Setting up lots of checkpoints where students get feedback in anything custom I write, really helps when delivering. This allows you to have students progressing with an activity, while allowing a method of checking that progress. e.g. "how are we going getting to point B?", or "Follow the directions and do X", which allows a bit of a chance to help others, or keep track of other activities that may be running. Timing is crucial, as having to fiddle too much with something can often leave students idle and getting distracted. Even giving a simplified description of what you're doing to fix something that's not working as expected, can keep students engaged. Although often it's just easier to have the more advanced students help others while you fix the issue in their extra activity. Either way, "would you be able to do this for me?" or explaining how you're fixing things, keeps the learning happening.

Small diversions

When we've set up too many activities, we found some of our students were able to get engaged where they had previously stalled on their set projects. This seemed good at the time, except that the opportunity cost of that was that later it was very difficult to get them back on track due to missed concepts and distraction. Sometimes a small activity can work, but for us we have needed to communicate that it will only be a temporary deviation, and not a change in learning path. To this end, we have compared a number of different groups where we've more strictly kept to a logical path, and noticed that there is more focus with less distraction, resulting in greater options later due to a more complete base coding skill set.

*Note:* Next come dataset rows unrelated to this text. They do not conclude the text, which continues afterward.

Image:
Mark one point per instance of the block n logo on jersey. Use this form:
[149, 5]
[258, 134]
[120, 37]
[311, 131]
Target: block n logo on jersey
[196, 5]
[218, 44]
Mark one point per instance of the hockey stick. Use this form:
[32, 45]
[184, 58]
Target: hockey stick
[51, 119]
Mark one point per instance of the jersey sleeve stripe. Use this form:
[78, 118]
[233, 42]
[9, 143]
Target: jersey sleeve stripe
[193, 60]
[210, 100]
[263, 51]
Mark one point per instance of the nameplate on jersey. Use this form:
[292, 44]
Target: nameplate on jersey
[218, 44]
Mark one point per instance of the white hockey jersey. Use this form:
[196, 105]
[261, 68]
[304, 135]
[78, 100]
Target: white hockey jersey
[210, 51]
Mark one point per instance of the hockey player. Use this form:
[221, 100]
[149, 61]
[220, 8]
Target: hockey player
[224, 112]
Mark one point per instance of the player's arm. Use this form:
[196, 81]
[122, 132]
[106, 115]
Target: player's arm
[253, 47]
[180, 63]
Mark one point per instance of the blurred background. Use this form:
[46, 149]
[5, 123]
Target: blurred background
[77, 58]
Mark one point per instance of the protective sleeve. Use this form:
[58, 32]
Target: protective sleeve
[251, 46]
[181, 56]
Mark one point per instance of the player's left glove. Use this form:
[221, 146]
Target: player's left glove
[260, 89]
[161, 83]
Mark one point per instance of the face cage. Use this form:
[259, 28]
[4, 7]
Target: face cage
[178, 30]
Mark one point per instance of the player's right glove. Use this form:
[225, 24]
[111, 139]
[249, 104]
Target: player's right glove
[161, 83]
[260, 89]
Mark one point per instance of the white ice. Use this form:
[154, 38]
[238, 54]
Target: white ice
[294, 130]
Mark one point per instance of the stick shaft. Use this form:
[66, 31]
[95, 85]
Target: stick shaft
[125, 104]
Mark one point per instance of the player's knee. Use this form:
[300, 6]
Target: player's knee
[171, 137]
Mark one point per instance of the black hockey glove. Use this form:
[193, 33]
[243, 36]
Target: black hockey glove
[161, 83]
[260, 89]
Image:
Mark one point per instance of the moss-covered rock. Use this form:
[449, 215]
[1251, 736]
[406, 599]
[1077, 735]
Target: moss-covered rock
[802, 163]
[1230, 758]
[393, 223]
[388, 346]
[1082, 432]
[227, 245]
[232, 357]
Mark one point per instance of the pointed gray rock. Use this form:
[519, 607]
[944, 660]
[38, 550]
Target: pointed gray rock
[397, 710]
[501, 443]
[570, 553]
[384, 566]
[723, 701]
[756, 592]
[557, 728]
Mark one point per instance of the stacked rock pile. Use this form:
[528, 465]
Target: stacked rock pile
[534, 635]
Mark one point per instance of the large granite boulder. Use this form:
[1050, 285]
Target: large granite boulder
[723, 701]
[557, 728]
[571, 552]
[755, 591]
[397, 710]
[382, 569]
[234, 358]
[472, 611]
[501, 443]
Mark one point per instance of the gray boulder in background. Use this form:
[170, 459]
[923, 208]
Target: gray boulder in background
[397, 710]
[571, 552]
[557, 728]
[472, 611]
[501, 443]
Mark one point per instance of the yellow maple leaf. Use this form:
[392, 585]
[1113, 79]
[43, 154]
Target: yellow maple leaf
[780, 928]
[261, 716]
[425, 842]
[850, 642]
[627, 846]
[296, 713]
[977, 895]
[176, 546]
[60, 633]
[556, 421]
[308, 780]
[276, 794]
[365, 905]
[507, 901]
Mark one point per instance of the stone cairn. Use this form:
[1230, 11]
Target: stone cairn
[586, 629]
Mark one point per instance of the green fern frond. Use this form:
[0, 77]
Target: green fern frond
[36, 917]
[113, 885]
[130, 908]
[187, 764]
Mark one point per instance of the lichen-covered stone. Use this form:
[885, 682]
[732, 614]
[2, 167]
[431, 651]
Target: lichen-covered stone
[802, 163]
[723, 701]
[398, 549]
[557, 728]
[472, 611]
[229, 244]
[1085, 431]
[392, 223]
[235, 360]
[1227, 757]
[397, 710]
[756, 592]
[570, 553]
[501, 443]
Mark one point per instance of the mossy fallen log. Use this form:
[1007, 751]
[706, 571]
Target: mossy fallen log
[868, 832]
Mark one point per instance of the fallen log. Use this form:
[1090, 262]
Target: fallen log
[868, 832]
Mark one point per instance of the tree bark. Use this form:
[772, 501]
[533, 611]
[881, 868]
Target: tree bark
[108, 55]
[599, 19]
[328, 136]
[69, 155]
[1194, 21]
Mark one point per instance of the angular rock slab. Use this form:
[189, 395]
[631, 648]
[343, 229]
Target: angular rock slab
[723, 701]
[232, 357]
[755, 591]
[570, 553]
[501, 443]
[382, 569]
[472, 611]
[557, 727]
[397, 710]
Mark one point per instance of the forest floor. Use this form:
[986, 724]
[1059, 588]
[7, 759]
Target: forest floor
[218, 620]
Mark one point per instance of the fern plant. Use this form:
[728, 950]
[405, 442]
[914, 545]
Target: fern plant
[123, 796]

In some cases, when students have created something in their spare time, we've done well by having them speak briefly at the beginning of a Code Club session. It's imporant to keep these focussed, as the aim is to motivate others, but not distract them or add confusion regarding the direction of learning. This is not to say that creativity isn't encouraged, but that opening things up prematurely has cost us later on, when we've had to backtrack to fill skill gaps.

Charting progress

It's easy for extra work or good wins in learning or creativity to get lost in the activity and go unrewarded. We recently introduced simple logging of completed projects so that teachers and students can see their achievements, and it's easier to see where help or challenge is needed over each term. There's a definite advantage in making sure as many projects get to the completion stage, as it keeps the pace up, while enouraging some collaboration around troubleshooting and learning. I urge our kids to make the very most of their time and work our volunteers and teachers hard. It's great when they push us as I'll find myself writing more Code to answer questions or demonstrate concepts.


To summarise this slightly longer post:

  • for groups that have regular attendees, sticking to a clear path of set activities helps prevent skill gaps later, and allows more interesting projects to be tackled
  • be ready to communicate (and demonstrate if possible) the benefits of progressing into more challenging coding e.g. from Scratch to Python, and set reasonable expectations that this will happen at a predicted point in time
  • do some extra preparation at some point outside of Code Club, to ensure you have extra content for both advanced students, and those who need activities to fill any missing skill gaps to catch up
  • as learning paths diverge, make sure you have clear checkpoints for objectives so that you can either jump between multiple student projects, or tag team another volunteer at various points
  • ensure that extra activities have a worst case path if certain things fail during the session, so that students will still gain
  • be clear that any small diversions will be temporary, so that there is transparency and clarity in learning paths
  • do the activities beforehand, to maximise the value you can offer to students during the sessions
  • encourage questions so no one gets left behind
  • harness show and tell in a focussed manner
  • and finally, chart progress and strive to complete projects.